Adding four sugars para tu café every morning because you don’t like the taste of coffee? Well then my friends, the Freddie Kruger diabetes nightmare is sharpening his blades and coming for you.
We at Nexus Latinx hope all is well with you during día de la cuarentena numero 291. It feels like every day is Sunday, but in a weird, "I have a paper due tomorrow and I got nothing done this weekend” kind of way. How many webinars did you watch this week? Did your Netflix streaming break the electricity bill yet? We feel your pain and send you positive vibes as mother nature washes her hands, puts on her mask, finds her surgical gloves and leaves para hacer sucompra. Nena ¿qué quieres de Targétss?
Enjoying too many cuchifritos while on Rona lock down? Is your mom making a flan a week to help cope with anxiety? Adding four sugars para tu café every morning because you don’t like the taste of coffee? Well then my friends, the Freddie Kruger diabetes nightmare is sharpening his blades and coming for you.
The League of United Latin American Citizens (https://lulac.org/) defines a health disparity as a "difference in health that is closely linked with social or economic disadvantages." Health disparities adversely affect groups of people who have consistently experienced social and economic obstacles to health and/or factors that influence health based on their ethnic group, gender, age, disabilities, gender identity, geographic location or other characteristics.
Hello, deja el chow.

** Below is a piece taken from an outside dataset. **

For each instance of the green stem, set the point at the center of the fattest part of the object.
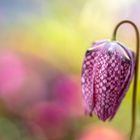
(133, 123)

If “consistent social and economic obstacles to health” have never applied to you as a member of the Latinx community then consider yourself extremely lucky. Growing up in most hoods, if you had $3 in your pocket ($5.25 for inflation) then two slices of pizza and a fountain drink was lunch. The McDonald’s dollar menu was un banquete. IHOP was a special affair reserved for pay days and graduations. Salad? Fruits? Vegetables? Que eso? Like my father, Jose a.k.a "Kiko" famously said, “of course I eat fruit everyday… Fig Newton cookies are made with figs”.
Unfortunately, health disparities contribute to the Latinx population being at a higher risk for pre existing chronic conditions. These conditions make us susceptible to suffering the most severe effects of the coronavirus. According to the BBCNews, being healthy does not mean you will not contract the coronavirus, but“people with weakened immune systems and people who have underlying chronic conditions including heart disease, diabetes, or asthma, are more at risk of severe effects if they do catch it.”
One major contributor to these underlying pre-existing conditions is obesity. If you are overweight then you are more likely to suffer from high blood pressure, heart disease, high levels of blood fats, diabetes and LDL cholesterol – all risk factors for heart disease and stroke. Also, although obesity may not be a cause of asthma it can certainly wear down your lungs and contribute to asthma flare ups.
So, while everybody is anxious to go outside and get back to “normal” because this virus is out of our control, we should focus on things we can control. Like a healthy balanced diet to substantially decrease your chances of being diagnosed with pre-existing conditions.
Keep the positivity flowing amidst a pandemic and focus on the silver linings of life.